Conduit and Sink OFCs

Conduit OFC and sink OFC is an empirical quantitative method of classifying corporate tax havens, offshore financial centres (OFCs) and tax havens.[1][2][3]

"Uncovering Offshore Financial Centers": CORPNET's map of connections between countries.[4]

Traditional methods for identifying tax havens analyse tax and legal structures for base erosion and profit shifting (BEPS) tools. However, this approach follows a purely quantitative approach, ignoring any taxation or legal concepts, to instead follow a big data analysis of the ownership chains of 98 million global companies. The technique gives both a method of classification and a method of understanding the relative scale – but not absolute scale – of havens/OFCs.[5][6]

The results were published by the University of Amsterdam's CORPNET Group in 2017, and identified two classifications:[5][6]

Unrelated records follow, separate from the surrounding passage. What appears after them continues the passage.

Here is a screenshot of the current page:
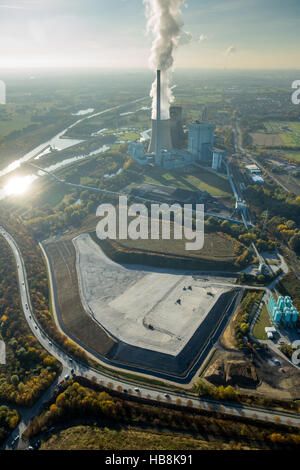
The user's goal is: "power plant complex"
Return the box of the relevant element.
[268,295,299,328]
[129,70,225,171]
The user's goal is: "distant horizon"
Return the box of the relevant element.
[0,0,300,70]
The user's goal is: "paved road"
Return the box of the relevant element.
[234,121,290,193]
[0,226,300,449]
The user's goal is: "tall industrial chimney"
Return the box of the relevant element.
[155,70,161,166]
[148,70,173,166]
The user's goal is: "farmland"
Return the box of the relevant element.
[251,121,300,148]
[133,167,232,197]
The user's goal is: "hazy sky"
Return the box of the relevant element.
[0,0,300,70]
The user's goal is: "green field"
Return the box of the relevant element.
[139,167,232,197]
[252,305,272,340]
[259,121,300,147]
[41,426,255,451]
[283,151,300,162]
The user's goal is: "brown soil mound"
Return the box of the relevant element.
[204,359,259,387]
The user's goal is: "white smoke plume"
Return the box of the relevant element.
[143,0,184,119]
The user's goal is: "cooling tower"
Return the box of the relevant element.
[148,70,172,166]
[170,106,184,149]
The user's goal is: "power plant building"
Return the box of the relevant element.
[268,295,299,328]
[188,121,216,162]
[129,70,225,171]
[212,149,225,171]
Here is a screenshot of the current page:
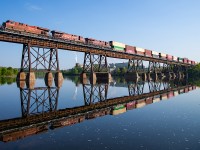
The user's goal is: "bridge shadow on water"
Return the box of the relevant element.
[0,77,197,142]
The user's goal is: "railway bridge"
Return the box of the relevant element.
[0,30,192,81]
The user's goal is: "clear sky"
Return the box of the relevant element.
[0,0,200,69]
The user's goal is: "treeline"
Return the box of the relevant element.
[0,67,18,77]
[61,66,83,76]
[0,77,16,85]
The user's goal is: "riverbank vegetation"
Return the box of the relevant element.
[188,64,200,78]
[0,67,18,77]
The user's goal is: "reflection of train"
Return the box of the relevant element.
[1,20,196,65]
[1,86,196,142]
[1,125,48,142]
[111,86,196,115]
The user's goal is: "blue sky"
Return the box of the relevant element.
[0,0,200,69]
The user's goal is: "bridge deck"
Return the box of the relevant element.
[0,30,192,66]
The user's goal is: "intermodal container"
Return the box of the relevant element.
[112,46,124,51]
[136,47,145,53]
[126,101,136,110]
[184,87,189,93]
[153,95,160,103]
[146,97,153,104]
[174,90,179,96]
[179,89,184,94]
[173,56,178,61]
[187,60,192,64]
[159,53,167,59]
[110,41,126,48]
[161,93,168,100]
[152,51,159,55]
[191,61,195,65]
[167,91,174,98]
[145,49,152,57]
[183,58,188,63]
[125,45,136,54]
[167,54,173,60]
[178,57,183,62]
[136,99,146,108]
[136,47,145,55]
[189,86,192,91]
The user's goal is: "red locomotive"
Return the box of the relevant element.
[2,20,50,36]
[0,20,196,65]
[51,30,85,43]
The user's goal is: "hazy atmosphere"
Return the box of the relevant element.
[0,0,200,69]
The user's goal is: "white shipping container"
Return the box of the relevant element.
[136,47,145,53]
[112,41,126,48]
[160,53,167,57]
[162,95,167,100]
[152,51,159,55]
[153,98,160,103]
[136,102,146,108]
[174,91,179,96]
[173,56,178,60]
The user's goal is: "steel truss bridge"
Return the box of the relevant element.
[0,80,195,142]
[0,30,192,80]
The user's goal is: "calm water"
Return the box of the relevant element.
[0,78,200,150]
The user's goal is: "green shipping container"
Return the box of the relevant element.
[112,46,124,51]
[114,105,125,110]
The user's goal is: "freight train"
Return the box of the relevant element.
[0,20,196,65]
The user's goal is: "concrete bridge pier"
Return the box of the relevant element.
[165,72,172,79]
[17,71,26,81]
[44,72,53,87]
[96,72,112,83]
[125,71,140,80]
[171,72,176,79]
[26,72,35,82]
[147,72,158,80]
[157,72,163,79]
[139,72,147,81]
[54,72,64,85]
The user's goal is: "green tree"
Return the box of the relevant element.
[121,67,127,74]
[1,67,7,76]
[116,68,121,75]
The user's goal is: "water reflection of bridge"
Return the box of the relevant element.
[0,80,196,142]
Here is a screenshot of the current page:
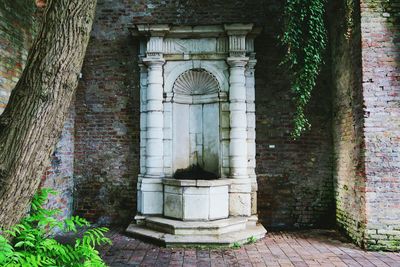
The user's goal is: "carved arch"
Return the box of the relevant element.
[172,68,220,95]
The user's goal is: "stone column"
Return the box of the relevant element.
[138,31,165,215]
[245,58,258,215]
[225,24,252,216]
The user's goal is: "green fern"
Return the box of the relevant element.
[0,189,111,267]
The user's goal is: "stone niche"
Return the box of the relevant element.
[127,24,265,248]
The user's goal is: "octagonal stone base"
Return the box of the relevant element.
[126,216,267,247]
[163,179,230,221]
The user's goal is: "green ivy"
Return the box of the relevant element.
[280,0,327,139]
[0,189,111,267]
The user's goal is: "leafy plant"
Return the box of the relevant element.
[280,0,327,139]
[0,189,111,267]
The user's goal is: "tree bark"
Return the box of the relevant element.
[0,0,97,228]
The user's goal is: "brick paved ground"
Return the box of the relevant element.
[93,229,400,267]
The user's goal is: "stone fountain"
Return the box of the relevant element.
[127,24,266,246]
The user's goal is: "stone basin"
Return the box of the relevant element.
[163,179,231,221]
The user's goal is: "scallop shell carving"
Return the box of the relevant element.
[173,69,219,95]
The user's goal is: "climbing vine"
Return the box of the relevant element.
[280,0,327,139]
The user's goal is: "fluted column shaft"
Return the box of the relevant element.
[228,57,248,179]
[143,58,165,178]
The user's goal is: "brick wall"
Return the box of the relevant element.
[361,0,400,249]
[330,0,400,250]
[74,0,334,230]
[0,0,74,222]
[0,0,36,114]
[329,1,366,247]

  • 24 global sink OFCs: jurisdictions in which a "disproportional amount of value disappears from the economic system" (i.e. the traditional tax havens).[lower-alpha 1]
  • Five global conduit OFCs: jurisdictions "through which a disproportional amount of value moves toward sink OFCs" (i.e. modern corporate tax havens).[lower-alpha 2]

Our findings debunk the myth of tax havens[lower-alpha 3] as exotic far-flung islands that are difficult, if not impossible, to regulate. Many offshore financial centers[lower-alpha 3] are highly developed countries with strong regulatory environments.

Javier Garcia-Bernardo, Jan Fichtner, Frank W. Takes & Eelke M. Heemskerk, CORPNET University of Amsterdam[4]

In 2017, the European Parliament adopted the CORPNET approach into their frameworks for addressing tax havens.[7] In 2018, research by Gabriel Zucman showed that using Orbis database connections specifically underestimates the scale of Ireland, which the Zucman–Tørsløv–Wier 2018 list showed is the largest Conduit OFC in the world.[8][9][10] This aside, CORPNET's Conduits and Sinks reconcile closely with the most noted academic top ten tax haven lists.